Worst Performance: Megan Fox as Lilah
-Just truly terrible. She barely acts. What’s amazing about her performance is that her mouth stays the exact same throughout the whole movie. It’s kind of open, but it never moves, even when she speaks. There’s a scene where she’s being held by Turnbull, but she doesn’t seem to care.
Best Line: “They talk about you down here. You do yourself a favor. You stay ahead of death as long as you can, you hear? Because they got plans for you.” –Dead Jeb to Jonah Hex
-Wow, that stinks. Not something for Hex to look forward to when he dies.
Worst Line: “Tuuuuurnbaaaaaallllllllll!!!” –Hex
-Megan Fox probably had a worse line, but I couldn’t understand any of them. This was just a terrible scream by Hex. Very Revenge of the Sith Darth Vader ‘Nooooooooooo’ like level.
-Hex and Burke have a decent fight. Hex lights his own hand on fire to punch Burke…that was cool.
-Hex goes to this underground wrestling match where one of the guys has snake like abilities and looks like Voldemort…Ummmm, could we address this? What the hell is a random snake dude doing running around the old west? Huh?
-Even though this whole talking to the dead thing is completely random, Hex and Jeb do have a good conversation at the graveyard. Even though Hex had to kill Jeb, Jeb respects him and understands why. It’s actually a decent character scene for Hex.
-I’ve bitched about nothing getting an explanation in this movie, but this next one takes the cake. Hex goes to this Indian tribe to heal, but why the hell does a bird suddenly fly out of his mouth? Jonah Hex should be re-titled Random Images: the Movie.
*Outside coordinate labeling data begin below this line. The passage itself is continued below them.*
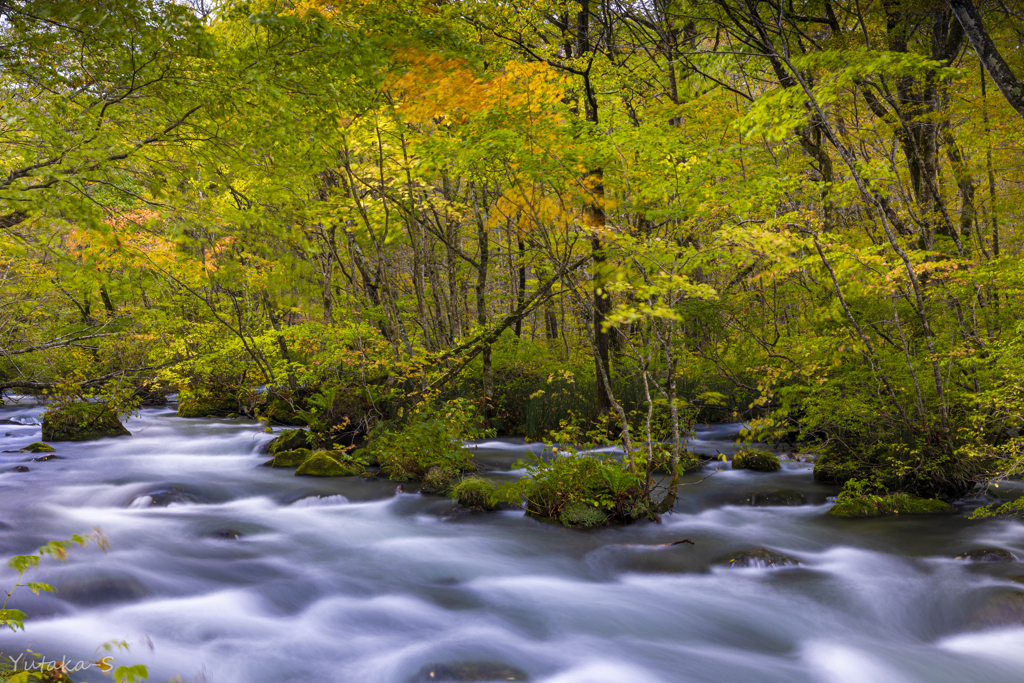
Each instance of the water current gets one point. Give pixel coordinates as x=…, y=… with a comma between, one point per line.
x=225, y=571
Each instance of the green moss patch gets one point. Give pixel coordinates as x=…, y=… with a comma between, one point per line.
x=875, y=506
x=758, y=461
x=81, y=422
x=323, y=465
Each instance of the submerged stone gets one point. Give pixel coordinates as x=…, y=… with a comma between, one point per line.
x=582, y=515
x=781, y=497
x=758, y=461
x=987, y=555
x=323, y=465
x=480, y=672
x=81, y=422
x=1005, y=608
x=761, y=558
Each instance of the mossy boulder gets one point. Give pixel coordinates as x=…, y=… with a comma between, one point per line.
x=474, y=492
x=82, y=422
x=208, y=403
x=290, y=458
x=581, y=515
x=289, y=440
x=761, y=558
x=323, y=465
x=876, y=506
x=758, y=461
x=438, y=480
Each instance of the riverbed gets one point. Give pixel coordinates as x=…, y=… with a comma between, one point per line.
x=222, y=570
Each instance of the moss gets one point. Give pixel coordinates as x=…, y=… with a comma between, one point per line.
x=582, y=515
x=207, y=403
x=81, y=422
x=756, y=460
x=474, y=492
x=290, y=458
x=289, y=440
x=438, y=480
x=323, y=465
x=875, y=506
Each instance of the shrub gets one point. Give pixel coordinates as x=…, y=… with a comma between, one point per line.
x=759, y=461
x=433, y=436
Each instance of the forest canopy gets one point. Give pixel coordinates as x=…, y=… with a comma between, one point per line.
x=613, y=213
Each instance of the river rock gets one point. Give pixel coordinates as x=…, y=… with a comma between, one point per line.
x=482, y=671
x=323, y=465
x=761, y=558
x=759, y=461
x=290, y=439
x=781, y=497
x=81, y=422
x=289, y=458
x=1001, y=609
x=100, y=589
x=987, y=555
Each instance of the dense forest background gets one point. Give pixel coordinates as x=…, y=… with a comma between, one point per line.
x=635, y=215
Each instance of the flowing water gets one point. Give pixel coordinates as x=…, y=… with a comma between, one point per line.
x=225, y=571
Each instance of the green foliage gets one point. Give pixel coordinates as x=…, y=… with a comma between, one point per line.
x=475, y=492
x=432, y=436
x=855, y=501
x=81, y=421
x=759, y=461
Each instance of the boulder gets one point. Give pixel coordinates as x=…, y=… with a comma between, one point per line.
x=873, y=506
x=474, y=492
x=987, y=555
x=81, y=422
x=581, y=515
x=323, y=465
x=289, y=440
x=481, y=672
x=438, y=480
x=761, y=558
x=759, y=461
x=764, y=499
x=289, y=458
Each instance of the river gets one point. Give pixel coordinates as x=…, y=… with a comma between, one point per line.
x=225, y=571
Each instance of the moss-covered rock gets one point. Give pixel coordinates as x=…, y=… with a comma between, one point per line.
x=759, y=461
x=289, y=440
x=207, y=403
x=290, y=458
x=582, y=515
x=474, y=492
x=876, y=506
x=323, y=465
x=761, y=558
x=987, y=555
x=81, y=422
x=438, y=480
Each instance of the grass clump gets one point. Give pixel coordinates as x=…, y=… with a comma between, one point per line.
x=433, y=436
x=759, y=461
x=475, y=492
x=857, y=501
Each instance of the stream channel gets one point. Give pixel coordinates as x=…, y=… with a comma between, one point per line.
x=225, y=571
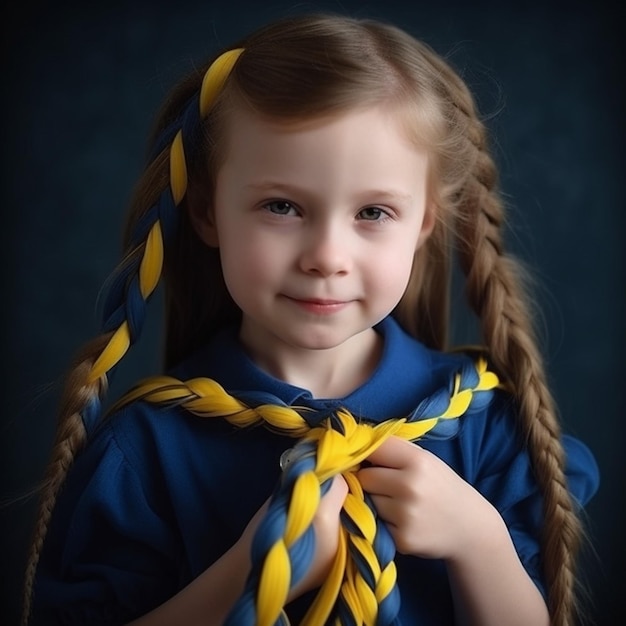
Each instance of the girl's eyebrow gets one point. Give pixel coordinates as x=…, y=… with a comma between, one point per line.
x=379, y=194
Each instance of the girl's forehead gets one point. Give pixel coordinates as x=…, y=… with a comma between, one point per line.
x=380, y=123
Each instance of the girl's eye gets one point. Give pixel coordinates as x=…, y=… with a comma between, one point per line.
x=280, y=207
x=372, y=213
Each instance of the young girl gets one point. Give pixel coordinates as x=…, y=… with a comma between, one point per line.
x=314, y=453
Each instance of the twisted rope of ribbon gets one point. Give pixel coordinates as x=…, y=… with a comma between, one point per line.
x=132, y=285
x=361, y=587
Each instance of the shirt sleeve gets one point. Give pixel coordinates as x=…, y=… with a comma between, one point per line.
x=504, y=475
x=110, y=552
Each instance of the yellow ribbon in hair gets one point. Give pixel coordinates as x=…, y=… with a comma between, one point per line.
x=152, y=259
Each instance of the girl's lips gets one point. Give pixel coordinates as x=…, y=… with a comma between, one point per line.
x=319, y=306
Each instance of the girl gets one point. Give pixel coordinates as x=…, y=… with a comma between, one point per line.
x=307, y=194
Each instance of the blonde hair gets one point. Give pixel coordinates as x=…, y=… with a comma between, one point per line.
x=313, y=66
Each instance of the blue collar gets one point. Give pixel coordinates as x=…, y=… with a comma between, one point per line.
x=403, y=377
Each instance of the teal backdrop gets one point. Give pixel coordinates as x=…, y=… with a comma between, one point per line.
x=80, y=84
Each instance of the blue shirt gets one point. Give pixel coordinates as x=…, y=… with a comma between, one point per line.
x=158, y=494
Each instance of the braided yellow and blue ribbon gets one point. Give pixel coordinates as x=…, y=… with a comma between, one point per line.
x=361, y=587
x=131, y=286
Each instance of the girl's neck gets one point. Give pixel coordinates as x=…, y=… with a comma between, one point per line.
x=330, y=373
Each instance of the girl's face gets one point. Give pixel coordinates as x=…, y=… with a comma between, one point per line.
x=317, y=225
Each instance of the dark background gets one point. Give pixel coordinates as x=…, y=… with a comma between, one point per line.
x=80, y=84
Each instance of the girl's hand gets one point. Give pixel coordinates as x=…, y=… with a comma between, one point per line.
x=430, y=510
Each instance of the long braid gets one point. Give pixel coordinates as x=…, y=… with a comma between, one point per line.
x=494, y=290
x=129, y=288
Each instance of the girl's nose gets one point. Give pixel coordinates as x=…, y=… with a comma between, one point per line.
x=326, y=251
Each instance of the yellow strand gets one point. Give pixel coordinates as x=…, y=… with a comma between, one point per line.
x=341, y=444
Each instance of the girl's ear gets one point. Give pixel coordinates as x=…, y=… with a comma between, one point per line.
x=428, y=224
x=202, y=219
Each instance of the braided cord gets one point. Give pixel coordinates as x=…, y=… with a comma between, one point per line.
x=361, y=587
x=131, y=287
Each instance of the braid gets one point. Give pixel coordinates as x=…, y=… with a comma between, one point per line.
x=493, y=283
x=152, y=224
-The Sheriff and all these other townsfolk are about to kill Hex, but Hex certainly doesn’t show a lack of confidence as he stares down eight men and simply says, ‘five coffins…sure you don’t need eight.’
Bad Ass Moment:
-This one is probably my favorite Jonah Hex moment. These two guys are sitting next to Hex at a bar and one of them claims Hex isn’t that tough. He stands up to approach Hex. You think it’s going to be some drawn out bad ass thing that Hex does to this guy, but in literally less than two seconds, Hex just shoots him with a gun underneath his hat. Hex is pretty much like, ‘Yea, I don’t have time for you.’